Research Article: Efficient CRISPR/Cas9-based genome editing and its application to conditional genetic analysis in Marchantia polymorpha

Date Published: October 31, 2018

Publisher: Public Library of Science

Author(s): Shigeo S. Sugano, Ryuichi Nishihama, Makoto Shirakawa, Junpei Takagi, Yoriko Matsuda, Sakiko Ishida, Tomoo Shimada, Ikuko Hara-Nishimura, Keishi Osakabe, Takayuki Kohchi, Hiroshi Ezura.


Marchantia polymorpha is one of the model species of basal land plants. Although CRISPR/Cas9-based genome editing has already been demonstrated for this plant, the efficiency was too low to apply to functional analysis. In this study, we show the establishment of CRISPR/Cas9 genome editing vectors with high efficiency for both construction and genome editing. Codon optimization of Cas9 to Arabidopsis achieved over 70% genome editing efficiency at two loci tested. Systematic assessment revealed that guide sequences of 17 nt or shorter dramatically decreased this efficiency. We also demonstrated that a combinatorial use of this system and a floxed complementation construct enabled conditional analysis of a nearly essential gene. This study reports that simple, rapid, and efficient genome editing is feasible with the series of developed vectors.

Partial Text

The clustered regularly interspaced short palindromic repeats (CRISPR)/ CRISPR-associated endonuclease 9 (Cas9)-based genome editing system is a groundbreaking technology in molecular genetics, which enables alterations of target sequences in the genome [1, 2]. The system consists of two components: a Cas9 protein, which has an RNA-guided endonuclease activity, and a single guide RNA (gRNA), which specifies a target sequence within the genome. The Cas9 protein from Streptococcus pyogenes binds to the DNA sequence “NGG,” which is known as the protospacer adjacent motif (PAM) sequence. The interaction between a Cas9 protein and a PAM sequence induces the interaction between a gRNA and its target DNA sequence. If a sufficient length of the gRNA matches with the target sequence, the nuclease domains of Cas9 become capable of cutting the phosphodiester bonds on both sides of the strands, which are located 3 bp upstream of the PAM sequence [3]. Once a double-strand break (DSB) occurs, the error-prone non-homologous end joining (NHEJ) repair pathway is activated and sometimes introduces indels or base substitutions randomly at the target site, which could result in disruption of the target locus with various alleles.

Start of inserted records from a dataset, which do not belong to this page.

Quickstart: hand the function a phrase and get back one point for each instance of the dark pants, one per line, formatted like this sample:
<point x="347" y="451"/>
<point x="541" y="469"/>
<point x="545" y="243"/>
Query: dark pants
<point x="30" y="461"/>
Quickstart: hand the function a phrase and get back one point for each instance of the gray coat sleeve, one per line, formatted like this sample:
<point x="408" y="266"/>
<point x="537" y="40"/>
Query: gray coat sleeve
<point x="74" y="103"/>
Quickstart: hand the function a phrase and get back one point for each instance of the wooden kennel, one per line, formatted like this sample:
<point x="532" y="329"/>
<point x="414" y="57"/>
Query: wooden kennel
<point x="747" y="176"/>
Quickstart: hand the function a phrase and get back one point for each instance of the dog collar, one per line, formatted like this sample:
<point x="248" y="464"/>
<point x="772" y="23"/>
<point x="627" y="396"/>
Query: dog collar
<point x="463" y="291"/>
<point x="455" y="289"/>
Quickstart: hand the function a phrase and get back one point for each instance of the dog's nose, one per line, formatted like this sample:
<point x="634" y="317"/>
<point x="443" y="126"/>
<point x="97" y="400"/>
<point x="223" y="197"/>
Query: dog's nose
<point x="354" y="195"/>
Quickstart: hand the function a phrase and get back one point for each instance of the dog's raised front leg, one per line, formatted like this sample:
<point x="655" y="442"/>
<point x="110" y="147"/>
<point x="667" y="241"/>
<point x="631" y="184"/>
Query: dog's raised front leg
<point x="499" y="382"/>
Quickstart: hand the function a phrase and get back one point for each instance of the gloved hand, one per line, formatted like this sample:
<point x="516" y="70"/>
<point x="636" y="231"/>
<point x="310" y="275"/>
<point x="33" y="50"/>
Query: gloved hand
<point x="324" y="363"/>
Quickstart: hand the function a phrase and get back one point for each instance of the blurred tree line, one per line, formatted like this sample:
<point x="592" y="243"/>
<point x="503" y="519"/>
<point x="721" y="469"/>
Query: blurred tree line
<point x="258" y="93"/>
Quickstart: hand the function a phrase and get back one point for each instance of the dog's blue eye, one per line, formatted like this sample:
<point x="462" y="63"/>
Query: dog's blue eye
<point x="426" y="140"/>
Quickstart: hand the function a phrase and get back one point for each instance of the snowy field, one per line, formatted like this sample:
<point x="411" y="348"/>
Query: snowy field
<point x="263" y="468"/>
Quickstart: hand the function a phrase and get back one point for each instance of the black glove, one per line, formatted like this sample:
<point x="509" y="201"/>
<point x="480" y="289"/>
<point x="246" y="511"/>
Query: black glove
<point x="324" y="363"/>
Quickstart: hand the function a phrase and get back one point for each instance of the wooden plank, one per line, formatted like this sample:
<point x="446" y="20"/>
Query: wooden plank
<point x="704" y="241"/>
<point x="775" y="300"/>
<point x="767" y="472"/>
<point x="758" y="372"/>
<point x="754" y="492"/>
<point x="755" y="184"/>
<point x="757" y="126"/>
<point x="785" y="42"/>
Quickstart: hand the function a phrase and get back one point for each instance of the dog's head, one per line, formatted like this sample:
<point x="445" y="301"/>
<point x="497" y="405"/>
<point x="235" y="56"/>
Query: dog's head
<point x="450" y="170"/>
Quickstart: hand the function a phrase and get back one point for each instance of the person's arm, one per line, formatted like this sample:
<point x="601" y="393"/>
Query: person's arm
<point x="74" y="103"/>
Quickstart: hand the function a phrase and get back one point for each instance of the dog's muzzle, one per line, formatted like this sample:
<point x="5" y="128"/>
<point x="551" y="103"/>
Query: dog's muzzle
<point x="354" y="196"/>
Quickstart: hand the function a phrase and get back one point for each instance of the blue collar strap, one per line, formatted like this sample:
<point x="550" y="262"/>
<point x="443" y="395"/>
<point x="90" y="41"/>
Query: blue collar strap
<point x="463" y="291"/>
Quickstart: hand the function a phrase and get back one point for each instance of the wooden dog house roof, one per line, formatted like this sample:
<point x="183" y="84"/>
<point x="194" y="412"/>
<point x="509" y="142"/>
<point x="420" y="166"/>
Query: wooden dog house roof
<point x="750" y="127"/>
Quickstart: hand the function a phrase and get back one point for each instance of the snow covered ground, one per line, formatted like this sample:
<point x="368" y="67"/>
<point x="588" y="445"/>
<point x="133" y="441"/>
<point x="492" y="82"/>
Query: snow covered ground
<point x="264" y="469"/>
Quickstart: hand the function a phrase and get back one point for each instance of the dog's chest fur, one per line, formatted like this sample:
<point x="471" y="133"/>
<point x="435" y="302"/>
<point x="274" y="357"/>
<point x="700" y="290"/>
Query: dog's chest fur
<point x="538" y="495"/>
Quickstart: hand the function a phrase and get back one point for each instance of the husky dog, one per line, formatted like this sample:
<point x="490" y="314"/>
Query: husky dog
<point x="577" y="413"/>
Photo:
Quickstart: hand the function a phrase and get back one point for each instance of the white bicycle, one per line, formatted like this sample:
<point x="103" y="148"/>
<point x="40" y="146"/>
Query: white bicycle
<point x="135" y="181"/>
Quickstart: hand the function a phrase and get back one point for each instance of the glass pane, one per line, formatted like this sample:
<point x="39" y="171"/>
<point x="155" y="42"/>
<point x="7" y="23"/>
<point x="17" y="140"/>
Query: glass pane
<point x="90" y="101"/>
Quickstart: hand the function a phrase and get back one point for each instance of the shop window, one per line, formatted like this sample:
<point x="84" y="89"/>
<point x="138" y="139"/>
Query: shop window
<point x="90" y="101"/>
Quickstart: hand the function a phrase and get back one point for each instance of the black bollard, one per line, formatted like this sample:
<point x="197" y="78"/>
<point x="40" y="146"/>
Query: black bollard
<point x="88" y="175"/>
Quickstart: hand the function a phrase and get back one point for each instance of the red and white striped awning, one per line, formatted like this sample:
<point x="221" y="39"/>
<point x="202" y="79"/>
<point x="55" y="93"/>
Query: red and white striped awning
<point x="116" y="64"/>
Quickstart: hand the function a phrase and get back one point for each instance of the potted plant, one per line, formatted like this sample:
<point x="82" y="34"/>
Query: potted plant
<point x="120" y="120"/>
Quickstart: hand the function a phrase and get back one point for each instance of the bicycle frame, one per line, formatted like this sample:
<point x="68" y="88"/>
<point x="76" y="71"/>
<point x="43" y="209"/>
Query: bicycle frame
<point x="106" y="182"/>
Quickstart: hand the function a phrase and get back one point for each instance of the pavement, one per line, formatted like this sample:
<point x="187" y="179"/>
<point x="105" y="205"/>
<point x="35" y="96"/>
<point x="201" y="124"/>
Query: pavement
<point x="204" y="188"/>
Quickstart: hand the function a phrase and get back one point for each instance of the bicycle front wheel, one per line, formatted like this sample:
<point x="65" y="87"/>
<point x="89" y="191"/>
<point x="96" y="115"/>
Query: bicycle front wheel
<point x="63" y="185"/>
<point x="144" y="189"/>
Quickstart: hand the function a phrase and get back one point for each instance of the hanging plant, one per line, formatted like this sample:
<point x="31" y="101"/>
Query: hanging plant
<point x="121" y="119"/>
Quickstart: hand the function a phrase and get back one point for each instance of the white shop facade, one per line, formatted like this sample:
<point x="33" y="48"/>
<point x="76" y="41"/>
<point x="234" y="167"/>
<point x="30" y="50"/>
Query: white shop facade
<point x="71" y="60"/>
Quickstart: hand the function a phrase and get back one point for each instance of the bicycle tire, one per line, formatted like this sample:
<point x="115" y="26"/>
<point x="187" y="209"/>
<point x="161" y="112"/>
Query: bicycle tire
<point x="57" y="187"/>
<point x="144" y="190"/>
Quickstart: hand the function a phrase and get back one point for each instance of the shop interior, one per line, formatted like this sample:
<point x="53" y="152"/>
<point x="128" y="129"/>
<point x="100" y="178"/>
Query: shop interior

Using the Atco-Cas9 expression cassette, we successfully optimized the CRISPR/Cas9-based genome editing system for M. polymorpha and improved the efficiency to a degree that does not require target gene-based phenotypic selection. This is consistent with a previous report that codon optimization of Cas9 lead to significant improvement in efficiency [42]. In fact, a higher accumulation level of Cas9 protein was observed with the Atco-Cas9 expression cassette, compared with the hCas9 one (S8 Fig). In the pMpGE010/011 system, over 70% of transformants underwent targeted mutagenesis, shown by the two gRNAs ARF1_1 and NOP1_1 (Figs 1 and 2). These results indicate that the pMpGE010/011 vectors are highly reliable for obtaining genome-edited lines in M. polymorpha. Since the GC content of the M. polymorpha genome is 49.8% [16], Cas9 target sites with NGG PAM sequences can be found at high probability, and the selection of gRNA target sites with small numbers of off-target sites is possible. Taken together, we conclude that the pMpGE010/pMpGE011 system is feasible to use for functional genetics in M. polymorpha with likely avoidance of off-target effects.